A custom dataset comprising financial news headlines with manually assigned sentiment labels (positive
, negative
, neutral
). Some examples were augmented with synthetic variations to improve class balance.
-
Clone the repository:
git clone https://github.com/premdev1234/DL_Course-Project.git cd DL_Course-Project
-
Install requirements:
pip install -r requirements.txt
-
Train the model:
python train.py --model lstm --epochs 20
-
Visualize results: Open the Jupyter notebook in the
notebooks/
directory to explore results interactively.

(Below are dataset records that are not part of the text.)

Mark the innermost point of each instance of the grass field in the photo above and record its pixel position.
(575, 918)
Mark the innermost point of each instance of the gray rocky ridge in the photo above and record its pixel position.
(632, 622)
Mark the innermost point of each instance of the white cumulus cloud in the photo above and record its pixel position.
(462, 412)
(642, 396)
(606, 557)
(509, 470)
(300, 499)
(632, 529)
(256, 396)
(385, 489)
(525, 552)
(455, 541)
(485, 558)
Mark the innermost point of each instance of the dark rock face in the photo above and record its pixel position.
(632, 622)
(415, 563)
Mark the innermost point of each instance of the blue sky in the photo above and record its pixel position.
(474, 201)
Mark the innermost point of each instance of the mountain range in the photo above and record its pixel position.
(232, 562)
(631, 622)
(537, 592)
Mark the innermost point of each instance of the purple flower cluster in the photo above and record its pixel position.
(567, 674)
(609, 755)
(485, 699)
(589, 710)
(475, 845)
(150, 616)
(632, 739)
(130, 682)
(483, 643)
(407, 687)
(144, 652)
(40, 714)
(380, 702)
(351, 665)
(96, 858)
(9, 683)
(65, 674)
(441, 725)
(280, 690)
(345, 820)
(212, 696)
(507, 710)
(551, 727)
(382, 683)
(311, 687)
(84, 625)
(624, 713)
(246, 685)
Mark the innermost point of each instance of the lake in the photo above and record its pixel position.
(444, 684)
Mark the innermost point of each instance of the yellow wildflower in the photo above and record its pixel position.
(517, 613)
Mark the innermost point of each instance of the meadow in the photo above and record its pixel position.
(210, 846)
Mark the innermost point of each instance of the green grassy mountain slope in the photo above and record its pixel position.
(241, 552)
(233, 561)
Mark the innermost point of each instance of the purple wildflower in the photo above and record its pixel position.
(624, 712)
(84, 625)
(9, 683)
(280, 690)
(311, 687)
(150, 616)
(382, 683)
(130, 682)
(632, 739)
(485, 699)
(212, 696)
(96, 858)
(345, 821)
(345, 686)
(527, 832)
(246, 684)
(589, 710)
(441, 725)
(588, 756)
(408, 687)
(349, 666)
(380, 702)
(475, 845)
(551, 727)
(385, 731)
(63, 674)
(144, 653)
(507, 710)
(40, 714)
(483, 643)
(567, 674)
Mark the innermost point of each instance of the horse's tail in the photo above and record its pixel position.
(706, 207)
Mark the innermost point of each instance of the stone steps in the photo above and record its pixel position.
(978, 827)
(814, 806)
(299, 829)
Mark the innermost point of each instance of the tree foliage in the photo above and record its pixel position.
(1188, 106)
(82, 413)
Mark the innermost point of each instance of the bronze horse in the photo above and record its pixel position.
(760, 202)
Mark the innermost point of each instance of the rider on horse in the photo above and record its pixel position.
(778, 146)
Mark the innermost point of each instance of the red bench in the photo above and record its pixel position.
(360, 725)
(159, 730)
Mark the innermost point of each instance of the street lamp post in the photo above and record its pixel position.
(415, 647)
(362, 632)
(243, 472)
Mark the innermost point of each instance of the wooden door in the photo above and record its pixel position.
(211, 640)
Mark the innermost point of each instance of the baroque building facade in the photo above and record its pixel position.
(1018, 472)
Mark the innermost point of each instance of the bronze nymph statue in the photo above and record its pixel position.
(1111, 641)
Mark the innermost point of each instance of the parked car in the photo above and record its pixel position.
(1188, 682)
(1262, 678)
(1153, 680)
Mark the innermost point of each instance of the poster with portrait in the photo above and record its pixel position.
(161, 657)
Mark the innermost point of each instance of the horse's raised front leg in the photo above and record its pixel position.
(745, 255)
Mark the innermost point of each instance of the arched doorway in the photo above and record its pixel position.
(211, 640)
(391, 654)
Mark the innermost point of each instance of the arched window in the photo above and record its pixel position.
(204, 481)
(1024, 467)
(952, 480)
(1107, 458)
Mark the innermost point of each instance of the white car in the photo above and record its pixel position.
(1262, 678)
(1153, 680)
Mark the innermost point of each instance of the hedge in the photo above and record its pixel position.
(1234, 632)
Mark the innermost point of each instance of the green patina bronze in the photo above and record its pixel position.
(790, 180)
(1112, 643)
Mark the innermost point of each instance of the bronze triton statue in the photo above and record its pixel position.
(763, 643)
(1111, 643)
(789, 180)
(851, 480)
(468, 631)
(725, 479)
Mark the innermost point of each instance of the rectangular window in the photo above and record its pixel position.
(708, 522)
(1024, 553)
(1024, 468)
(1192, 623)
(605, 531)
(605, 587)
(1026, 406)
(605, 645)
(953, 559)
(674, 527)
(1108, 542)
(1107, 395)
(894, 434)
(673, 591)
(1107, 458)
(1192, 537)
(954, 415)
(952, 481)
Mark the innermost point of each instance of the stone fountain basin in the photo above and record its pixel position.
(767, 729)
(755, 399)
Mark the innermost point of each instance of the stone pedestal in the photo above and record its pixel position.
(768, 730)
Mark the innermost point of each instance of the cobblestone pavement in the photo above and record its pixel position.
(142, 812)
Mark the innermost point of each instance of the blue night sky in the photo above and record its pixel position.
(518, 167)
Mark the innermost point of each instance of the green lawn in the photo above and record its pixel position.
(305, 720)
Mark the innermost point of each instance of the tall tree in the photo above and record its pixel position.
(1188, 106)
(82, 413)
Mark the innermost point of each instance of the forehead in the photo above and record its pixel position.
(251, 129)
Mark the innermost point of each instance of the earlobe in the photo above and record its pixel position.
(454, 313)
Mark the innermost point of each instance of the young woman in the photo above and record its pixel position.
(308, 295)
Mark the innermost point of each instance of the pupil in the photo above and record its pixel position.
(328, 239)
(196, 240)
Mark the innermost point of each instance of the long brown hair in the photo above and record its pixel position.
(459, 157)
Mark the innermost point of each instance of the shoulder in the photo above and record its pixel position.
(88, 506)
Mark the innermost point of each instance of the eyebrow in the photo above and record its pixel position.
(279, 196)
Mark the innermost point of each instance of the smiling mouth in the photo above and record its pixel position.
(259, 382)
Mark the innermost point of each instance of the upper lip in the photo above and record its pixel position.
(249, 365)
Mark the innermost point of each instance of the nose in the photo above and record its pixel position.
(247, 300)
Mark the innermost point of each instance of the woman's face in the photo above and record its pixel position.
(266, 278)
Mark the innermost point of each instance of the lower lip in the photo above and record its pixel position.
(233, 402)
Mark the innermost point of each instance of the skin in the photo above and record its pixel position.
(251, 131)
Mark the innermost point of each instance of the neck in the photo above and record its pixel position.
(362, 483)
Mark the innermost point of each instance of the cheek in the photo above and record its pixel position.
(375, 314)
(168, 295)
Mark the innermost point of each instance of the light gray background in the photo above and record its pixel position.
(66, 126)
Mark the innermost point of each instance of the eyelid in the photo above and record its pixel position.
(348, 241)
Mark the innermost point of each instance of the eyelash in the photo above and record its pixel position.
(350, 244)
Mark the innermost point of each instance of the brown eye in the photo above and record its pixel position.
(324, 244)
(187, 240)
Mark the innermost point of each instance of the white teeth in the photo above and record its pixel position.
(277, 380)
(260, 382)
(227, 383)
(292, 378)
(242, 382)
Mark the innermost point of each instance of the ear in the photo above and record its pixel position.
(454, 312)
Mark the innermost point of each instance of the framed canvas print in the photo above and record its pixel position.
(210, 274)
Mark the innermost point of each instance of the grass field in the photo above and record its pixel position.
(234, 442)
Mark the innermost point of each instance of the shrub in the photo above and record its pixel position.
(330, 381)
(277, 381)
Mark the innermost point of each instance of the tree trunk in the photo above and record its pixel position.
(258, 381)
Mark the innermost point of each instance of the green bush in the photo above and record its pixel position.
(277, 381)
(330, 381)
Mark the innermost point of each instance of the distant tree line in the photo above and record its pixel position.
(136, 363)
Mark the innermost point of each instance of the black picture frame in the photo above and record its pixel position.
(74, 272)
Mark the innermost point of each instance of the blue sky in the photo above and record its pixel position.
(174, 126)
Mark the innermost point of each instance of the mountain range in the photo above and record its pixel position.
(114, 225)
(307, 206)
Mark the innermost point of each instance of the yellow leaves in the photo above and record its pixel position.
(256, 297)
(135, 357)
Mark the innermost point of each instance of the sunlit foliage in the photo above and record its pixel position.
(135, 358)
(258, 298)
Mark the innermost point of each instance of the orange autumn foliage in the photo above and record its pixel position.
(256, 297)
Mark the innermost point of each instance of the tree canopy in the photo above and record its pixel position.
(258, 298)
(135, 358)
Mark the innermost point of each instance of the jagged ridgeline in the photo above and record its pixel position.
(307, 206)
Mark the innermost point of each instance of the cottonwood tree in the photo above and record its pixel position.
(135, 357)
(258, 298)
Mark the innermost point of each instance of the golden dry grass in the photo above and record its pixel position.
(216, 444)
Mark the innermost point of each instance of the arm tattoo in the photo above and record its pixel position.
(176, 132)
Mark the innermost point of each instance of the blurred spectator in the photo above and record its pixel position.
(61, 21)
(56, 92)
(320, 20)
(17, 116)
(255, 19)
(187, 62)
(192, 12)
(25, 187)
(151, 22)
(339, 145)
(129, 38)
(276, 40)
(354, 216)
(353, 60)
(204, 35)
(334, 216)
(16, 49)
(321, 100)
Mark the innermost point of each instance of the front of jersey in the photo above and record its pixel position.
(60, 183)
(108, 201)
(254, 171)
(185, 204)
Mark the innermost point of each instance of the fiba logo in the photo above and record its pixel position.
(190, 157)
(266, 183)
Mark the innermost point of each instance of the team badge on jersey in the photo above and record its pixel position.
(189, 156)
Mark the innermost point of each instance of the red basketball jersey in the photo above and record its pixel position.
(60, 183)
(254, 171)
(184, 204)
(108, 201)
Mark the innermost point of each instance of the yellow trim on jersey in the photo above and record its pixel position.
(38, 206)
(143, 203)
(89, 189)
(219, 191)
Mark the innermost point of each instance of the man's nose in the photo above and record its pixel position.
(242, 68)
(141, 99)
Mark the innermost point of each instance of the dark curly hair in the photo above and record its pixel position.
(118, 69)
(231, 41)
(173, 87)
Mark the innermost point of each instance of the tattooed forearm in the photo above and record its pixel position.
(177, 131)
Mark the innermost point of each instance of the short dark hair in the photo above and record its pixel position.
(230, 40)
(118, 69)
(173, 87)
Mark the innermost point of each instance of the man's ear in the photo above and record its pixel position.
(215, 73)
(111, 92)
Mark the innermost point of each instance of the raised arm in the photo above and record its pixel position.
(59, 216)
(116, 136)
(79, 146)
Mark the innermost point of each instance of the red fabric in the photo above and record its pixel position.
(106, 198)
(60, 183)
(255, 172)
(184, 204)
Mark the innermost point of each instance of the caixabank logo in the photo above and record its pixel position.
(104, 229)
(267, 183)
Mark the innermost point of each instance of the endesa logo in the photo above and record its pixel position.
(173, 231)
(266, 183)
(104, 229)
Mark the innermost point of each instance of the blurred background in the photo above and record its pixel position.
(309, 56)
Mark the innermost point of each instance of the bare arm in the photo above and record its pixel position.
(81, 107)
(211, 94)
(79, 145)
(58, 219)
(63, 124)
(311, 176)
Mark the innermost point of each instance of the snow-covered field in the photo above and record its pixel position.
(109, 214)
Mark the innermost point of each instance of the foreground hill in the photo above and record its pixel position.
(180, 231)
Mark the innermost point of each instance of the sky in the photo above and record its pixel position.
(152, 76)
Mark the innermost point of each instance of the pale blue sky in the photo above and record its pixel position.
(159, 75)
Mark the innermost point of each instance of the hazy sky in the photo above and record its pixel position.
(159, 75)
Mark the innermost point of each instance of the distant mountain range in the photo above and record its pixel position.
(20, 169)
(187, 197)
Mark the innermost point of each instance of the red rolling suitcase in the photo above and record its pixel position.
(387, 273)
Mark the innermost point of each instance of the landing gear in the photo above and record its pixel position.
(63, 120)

Model | Accuracy | F1-Score |
---|---|---|
BiLSTM | 72.3% | 0.70 |
CNN+LSTM | 74.1% | 0.73 |
GloVe+LSTM | 76.5% | 0.75 |
The CNN+LSTM model with pre-trained GloVe embeddings delivered the best performance by capturing both local and temporal features of the input sequences.
- Dataset Size: Limited labeled data; would improve with larger corpora.
- Domain Knowledge: Sentiment labeling could benefit from context-aware transformers.
- Model Generalization: Overfitting remains a challenge; future versions may use BERT/FinBERT for better transfer learning.
- Premdev1234 – Model Development, NLP, Evaluation
Note: This project was part of an academic deep learning course and is not intended for live trading or financial advice.